Aare Pilv (Under and Tuglas Literature Centre): Estonian Red Exile Literature: Entangled Alienation

The time after World War I and the changes it brought was a period of fierce development of new avant-garde ideas in both politics and culture. For some time it seemed that a vast area full of new possibilities had been opened on the ruins of the old culture and society. One node of these searches was the circle of Estonian literary people who lived in the Soviet Union in the 1920s and 1930s. They had their own literary life that had common features with both the avant-garde literature in Estonia and different streams in the young Soviet literature which was very heterogeneous in the beginning, before the dogma of Socialist Realism came to predominate. The fate of this circle was tragic because they could not participate in the literary life of Estonia, while in Russia they were bound within their language borders, and then a lot of them were subject to the repression in the 1930s, so that their influence on Estonian literature in Soviet times from the 1940s was also limited, though they were reintroduced into the literary canon in 1960s and 1970s, but by then it was already too late as they had become museum curiosities.
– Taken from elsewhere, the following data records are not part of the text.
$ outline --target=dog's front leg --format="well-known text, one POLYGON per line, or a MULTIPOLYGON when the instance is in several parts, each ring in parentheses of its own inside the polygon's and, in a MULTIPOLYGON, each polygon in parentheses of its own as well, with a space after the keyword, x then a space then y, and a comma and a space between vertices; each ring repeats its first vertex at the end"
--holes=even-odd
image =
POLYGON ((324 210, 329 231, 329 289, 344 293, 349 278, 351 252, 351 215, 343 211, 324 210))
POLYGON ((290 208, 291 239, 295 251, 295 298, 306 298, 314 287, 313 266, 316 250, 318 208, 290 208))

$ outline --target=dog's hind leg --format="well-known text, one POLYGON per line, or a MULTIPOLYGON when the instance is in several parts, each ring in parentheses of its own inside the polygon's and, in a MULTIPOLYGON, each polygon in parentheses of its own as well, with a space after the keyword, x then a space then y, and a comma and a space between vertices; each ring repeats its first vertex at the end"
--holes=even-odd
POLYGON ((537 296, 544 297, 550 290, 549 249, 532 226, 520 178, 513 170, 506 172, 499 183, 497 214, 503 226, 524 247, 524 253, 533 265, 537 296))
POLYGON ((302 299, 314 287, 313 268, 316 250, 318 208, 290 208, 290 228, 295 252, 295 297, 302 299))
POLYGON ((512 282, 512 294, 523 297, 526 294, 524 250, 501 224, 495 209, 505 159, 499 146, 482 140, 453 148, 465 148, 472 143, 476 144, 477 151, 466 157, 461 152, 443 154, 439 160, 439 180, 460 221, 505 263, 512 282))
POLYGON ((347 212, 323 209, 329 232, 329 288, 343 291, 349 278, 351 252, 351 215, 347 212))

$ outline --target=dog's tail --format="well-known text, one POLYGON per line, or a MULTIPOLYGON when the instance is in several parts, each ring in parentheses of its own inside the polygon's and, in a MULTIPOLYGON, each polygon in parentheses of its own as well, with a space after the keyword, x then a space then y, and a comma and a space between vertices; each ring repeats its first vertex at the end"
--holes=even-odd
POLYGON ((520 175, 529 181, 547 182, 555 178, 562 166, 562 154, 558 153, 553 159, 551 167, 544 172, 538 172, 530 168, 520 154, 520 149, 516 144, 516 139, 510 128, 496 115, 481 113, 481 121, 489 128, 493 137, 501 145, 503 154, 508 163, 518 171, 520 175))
So this was a laboratory which had several inputs, but proportionally small output in terms of cultural influences and exchanges, rendering it alien in many ways. At the same time the utopian and creative potency of this phenomenon cannot be denied.

The paper tries to outline the literature of Estonian Red exiles as a limited model of an internally entangled cultural phenomenon that externally was quite disentangled from possible counterparts and contexts.